Вернулась она через год. Теперь она называлась Арто-Падилла. Месяц спустя после отъезда из Москвы она вышла замуж за известного баритона.

Падилла был очень красив и, как говорили, глуп. Они женились по страсти.

Чайковский слушал ее в том самом «Черном домино», которое он для нее обработал. Она опять сияла у рампы. Он закрывался биноклем, чтобы Кашкин не видел его слез, бегущих из глаз, падающих на манишку. Самолюбие его не было уязвлено, отчаяния тоже не было. Он плакал от волнения и, плача, испытывал острое блаженство. Ему даже захотелось опять встречаться с ней, опять посвящать ей музыку. И сладко терзаться подле нее…

Но Падилла намекнул через Альбрехта, что встречаться его жене с Чайковским теперь неудобно.

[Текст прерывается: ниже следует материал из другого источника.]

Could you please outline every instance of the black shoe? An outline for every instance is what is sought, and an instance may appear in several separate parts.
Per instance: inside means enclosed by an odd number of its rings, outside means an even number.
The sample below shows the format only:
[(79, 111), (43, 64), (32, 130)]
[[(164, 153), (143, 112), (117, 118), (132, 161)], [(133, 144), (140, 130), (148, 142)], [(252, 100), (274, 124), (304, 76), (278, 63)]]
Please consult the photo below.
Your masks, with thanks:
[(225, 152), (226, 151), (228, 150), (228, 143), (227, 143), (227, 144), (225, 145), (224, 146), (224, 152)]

В первые месяцы разлуки с ней, когда от нее не было получено ни одного письма, у него не было ни времени; ни сил думать о ней постоянно, ждать, надеяться: постановка «Воеводы» отнимала у него все мысли. Триста рублей, ассигнованных дирекцией на постановку оперы, были израсходованы на жалкий ремонт каких-то старых дырявых декораций; Меньшикова, при всем старании, не могла постичь некоторых ансамблей, тенор накануне генеральной обнаружил на руке у себя карбункул и, теряя сознание от боли, едва не лежал в объятиях сопрано в некоторые моменты любовных дуэтов. Хор отказывался петь триоли, которые Чайковский заменил дуолями; капельмейстер требовал где-то перестановки духовых. Чайковский менял, кромсал, переставлял. Николай Григорьевич, придя однажды на репетицию и увидев измученное, покорное лицо его, только рукой махнул: разве можно быть такой тряпкой? Надо спорить, настаивать, требовать. Но Чайковский даже не ответил ему. Он ждал одного чтобы все это скорее кончилось.

Это кончилось очень скоро: опера прошла всего пять раз и была навсегда снята с репертуара. Первое представление посулило, впрочем, успех — автора вызывали, Меньшиковой хлопали, не одна бутылка была осушена в честь виновника торжества, ничего, кроме огромной усталости, не чувствовавшего. Но дальше успех не пошел. Не соразмерив выражений, Ларош, вышедший за этот год в музыкальные критики, напечатал отчет о «Воеводе». Там говорилось, что Чайковский подражал подражателям Мендельсона и Шумана.

Но не провал «Воеводы», не молчание невесты (Чайковский и сам чувствовал, как это слово мало подходит к Арто), не неудача с «Фатумом», посвященным Балакиреву, над которым Балакирев посмеялся, были причинами все растущей ипохондрии, мизантропии. Он уставал жить. Почему? Ведь он по-настоящему едва начал жить, а уже мечтал не жить, доживать, мечтал о тишине, о безмятежности, о неярких радостях. Он предчувствовал вечное свое одиночество, и что-то подсказывало ему, что ему легче будет справиться с ним вдали от людей, чем на людях. И неудачи творческие только больше заставляли его стремиться к творчеству, и как невозможный идеал ему, не имевшему возможности даже жить отдельно по бедности, мерещилось свободное от обязанностей и ответственностей существование где-нибудь — пусть под родным, пусть под чужим — небом, где он замкнется в себе, никого не подпустит близко к своей музыке, сам себе заменит весь мир.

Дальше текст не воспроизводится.